Outras colisões recentes de navios
A ponte Francis Scott Key não é a única ponte importante que sofreu danos de colisão semelhantes nos últimos anos,
Em 22 de fevereiro de 2024, apenas um mês antes da tragédia de Baltimore, cinco pessoas morreram e duas ficaram feridas quando um trecho da ponte Lixinsha na hidrovia Hongqili em Guangzhou, China, foi atingido por uma barcaça - Lianghui 688 - causando parte da década de 1990 ponte construída para quebrar.
Em 2019, uma ponte de 860 metros de comprimento sobre o Moju Rover, perto do porto brasileiro de Belém, desabou depois que uma balsa atingiu um de seus pilares.
E em 2016, dois vãos da ponte ferroviária de Ghenh, com 100 anos de idade, sobre o rio Dong Nai, no Vietname, ruíram depois de uma barcaça ter colidido com uma das suas estacas.
Na verdade, de acordo com um relatório de 2018 da Associação Mundial para Infraestruturas de Transportes Aquaviários, 35 grandes pontes em todo o mundo ruíram entre 1960 e 2015 devido a colisões de navios ou barcaças, matando um total de 342 pessoas.
E estes números desanimadores estão subjacentes a uma preocupação mais profunda sobre a segurança mais ampla das pontes antigas em todo o mundo.
De acordo com o boletim de 2021 da Sociedade Americana de Engenheiros Civis para a infraestrutura da América, cerca de um terço dos 222.000 vãos de pontes e 76.000 pontes do país precisam de reparos ou precisam ser substituídos.
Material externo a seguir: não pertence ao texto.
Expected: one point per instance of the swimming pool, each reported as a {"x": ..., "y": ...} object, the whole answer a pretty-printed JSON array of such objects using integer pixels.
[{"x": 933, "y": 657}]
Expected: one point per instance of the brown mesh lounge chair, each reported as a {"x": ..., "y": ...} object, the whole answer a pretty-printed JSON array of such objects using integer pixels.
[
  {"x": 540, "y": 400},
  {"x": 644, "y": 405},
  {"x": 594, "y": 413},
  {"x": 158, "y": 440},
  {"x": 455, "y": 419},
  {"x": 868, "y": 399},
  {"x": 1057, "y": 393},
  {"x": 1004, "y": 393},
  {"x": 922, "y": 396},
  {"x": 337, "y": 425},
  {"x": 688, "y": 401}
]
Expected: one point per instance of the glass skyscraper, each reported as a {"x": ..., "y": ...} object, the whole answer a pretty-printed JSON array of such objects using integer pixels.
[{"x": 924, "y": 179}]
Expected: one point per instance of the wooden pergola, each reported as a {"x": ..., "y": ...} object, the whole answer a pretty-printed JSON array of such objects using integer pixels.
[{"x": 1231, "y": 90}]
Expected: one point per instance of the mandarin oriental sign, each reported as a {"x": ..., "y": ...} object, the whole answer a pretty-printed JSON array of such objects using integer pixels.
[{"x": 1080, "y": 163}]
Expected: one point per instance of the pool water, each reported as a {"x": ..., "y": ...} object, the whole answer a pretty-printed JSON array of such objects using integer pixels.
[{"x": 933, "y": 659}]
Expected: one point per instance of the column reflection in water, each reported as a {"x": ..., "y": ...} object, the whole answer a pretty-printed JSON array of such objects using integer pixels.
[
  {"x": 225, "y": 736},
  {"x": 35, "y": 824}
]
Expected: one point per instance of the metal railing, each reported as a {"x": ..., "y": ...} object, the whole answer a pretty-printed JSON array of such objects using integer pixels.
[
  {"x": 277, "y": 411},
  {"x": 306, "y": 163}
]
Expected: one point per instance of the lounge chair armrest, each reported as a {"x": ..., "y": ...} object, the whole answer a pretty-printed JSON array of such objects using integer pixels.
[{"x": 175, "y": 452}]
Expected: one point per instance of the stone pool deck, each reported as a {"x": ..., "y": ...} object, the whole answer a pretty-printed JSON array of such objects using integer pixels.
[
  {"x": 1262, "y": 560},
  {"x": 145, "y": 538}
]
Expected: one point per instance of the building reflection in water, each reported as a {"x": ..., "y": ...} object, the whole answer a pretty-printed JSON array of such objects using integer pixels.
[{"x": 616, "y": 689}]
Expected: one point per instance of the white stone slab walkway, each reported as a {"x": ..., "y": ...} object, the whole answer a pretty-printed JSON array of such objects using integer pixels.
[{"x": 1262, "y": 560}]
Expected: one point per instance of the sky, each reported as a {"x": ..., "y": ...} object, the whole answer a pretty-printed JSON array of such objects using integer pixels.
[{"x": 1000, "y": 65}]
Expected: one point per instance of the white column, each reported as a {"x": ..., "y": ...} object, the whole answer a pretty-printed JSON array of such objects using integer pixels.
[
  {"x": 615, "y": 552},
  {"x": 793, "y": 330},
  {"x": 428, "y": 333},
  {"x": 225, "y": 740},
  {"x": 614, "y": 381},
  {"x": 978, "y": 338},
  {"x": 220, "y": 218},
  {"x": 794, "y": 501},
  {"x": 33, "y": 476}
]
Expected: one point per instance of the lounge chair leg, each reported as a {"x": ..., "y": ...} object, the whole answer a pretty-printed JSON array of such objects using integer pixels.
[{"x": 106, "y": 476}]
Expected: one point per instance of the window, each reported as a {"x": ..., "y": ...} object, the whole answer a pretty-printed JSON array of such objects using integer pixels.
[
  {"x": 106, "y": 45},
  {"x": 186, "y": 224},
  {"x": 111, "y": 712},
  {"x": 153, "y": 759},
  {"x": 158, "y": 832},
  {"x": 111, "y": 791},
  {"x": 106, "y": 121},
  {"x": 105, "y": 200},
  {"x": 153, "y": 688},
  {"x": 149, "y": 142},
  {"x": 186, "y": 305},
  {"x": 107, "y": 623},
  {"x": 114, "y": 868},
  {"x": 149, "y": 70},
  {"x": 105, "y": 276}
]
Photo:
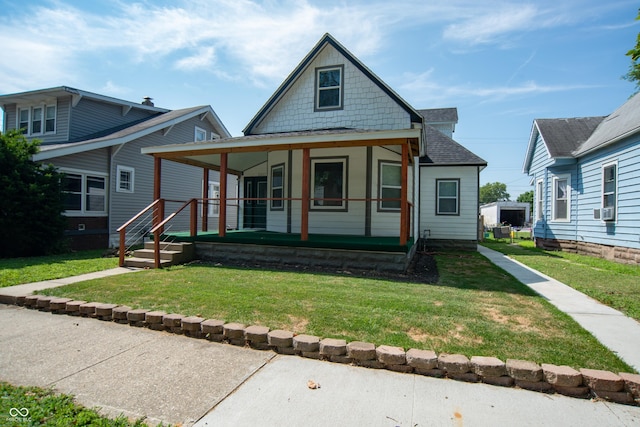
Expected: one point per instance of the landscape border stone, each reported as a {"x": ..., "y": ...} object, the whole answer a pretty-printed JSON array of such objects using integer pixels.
[{"x": 622, "y": 388}]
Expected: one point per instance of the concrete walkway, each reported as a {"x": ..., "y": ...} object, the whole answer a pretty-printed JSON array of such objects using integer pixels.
[
  {"x": 175, "y": 379},
  {"x": 616, "y": 331}
]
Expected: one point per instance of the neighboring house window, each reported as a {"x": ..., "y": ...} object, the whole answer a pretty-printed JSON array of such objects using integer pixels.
[
  {"x": 214, "y": 193},
  {"x": 37, "y": 120},
  {"x": 329, "y": 88},
  {"x": 329, "y": 184},
  {"x": 447, "y": 197},
  {"x": 125, "y": 178},
  {"x": 539, "y": 199},
  {"x": 609, "y": 184},
  {"x": 50, "y": 119},
  {"x": 200, "y": 134},
  {"x": 390, "y": 186},
  {"x": 561, "y": 190},
  {"x": 23, "y": 120},
  {"x": 277, "y": 187},
  {"x": 85, "y": 193}
]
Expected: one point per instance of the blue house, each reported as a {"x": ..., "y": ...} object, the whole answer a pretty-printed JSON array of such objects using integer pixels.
[{"x": 586, "y": 177}]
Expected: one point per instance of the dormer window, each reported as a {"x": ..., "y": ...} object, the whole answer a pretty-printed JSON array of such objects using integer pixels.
[{"x": 329, "y": 88}]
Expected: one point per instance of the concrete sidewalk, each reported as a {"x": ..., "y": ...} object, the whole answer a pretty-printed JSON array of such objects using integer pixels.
[
  {"x": 612, "y": 328},
  {"x": 175, "y": 379}
]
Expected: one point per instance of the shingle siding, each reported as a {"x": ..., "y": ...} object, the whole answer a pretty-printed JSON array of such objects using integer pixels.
[{"x": 366, "y": 106}]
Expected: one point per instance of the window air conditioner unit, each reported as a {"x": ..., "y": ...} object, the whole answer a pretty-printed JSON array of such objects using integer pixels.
[{"x": 608, "y": 214}]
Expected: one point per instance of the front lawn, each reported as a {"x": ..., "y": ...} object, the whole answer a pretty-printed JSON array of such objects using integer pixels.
[
  {"x": 614, "y": 284},
  {"x": 35, "y": 406},
  {"x": 17, "y": 271},
  {"x": 474, "y": 309}
]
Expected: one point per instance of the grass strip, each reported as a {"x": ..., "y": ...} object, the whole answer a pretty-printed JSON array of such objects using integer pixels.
[
  {"x": 17, "y": 271},
  {"x": 474, "y": 309},
  {"x": 614, "y": 284}
]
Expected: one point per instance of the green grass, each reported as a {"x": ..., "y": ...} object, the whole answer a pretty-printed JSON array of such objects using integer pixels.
[
  {"x": 16, "y": 271},
  {"x": 30, "y": 406},
  {"x": 474, "y": 309},
  {"x": 614, "y": 284}
]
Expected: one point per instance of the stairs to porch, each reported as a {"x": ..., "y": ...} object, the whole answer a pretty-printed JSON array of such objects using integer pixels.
[{"x": 170, "y": 254}]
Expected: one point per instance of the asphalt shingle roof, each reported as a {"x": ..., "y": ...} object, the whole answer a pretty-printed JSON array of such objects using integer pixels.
[
  {"x": 442, "y": 150},
  {"x": 563, "y": 136}
]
Diz que cerca de 42% das 600.000 pontes rodoviárias do país têm mais de 50 anos e cerca de 12% tinham 80 anos ou mais. Um quadro semelhante surge noutros países ocidentais, com as autoridades locais do Reino Unido a identificarem 2.928 pontes rodoviárias em Inglaterra, Escócia e País de Gales como de qualidade inferior em 2023.
“Infelizmente, este tipo de desastre não é tão incomum”, diz Collings. “Na verdade, é algo que acontece com bastante regularidade. Esses tipos de retrofits custam e há muitas pontes legadas. Então, o que acontece com as pontes existentes é que alguém faz a avaliação de risco e a análise de custo-benefício e diz que não vale a pena. Desastres de grande repercussão como o de Baltimore mudam atitudes, então podemos muito bem ver algumas mudanças surgirem disso.”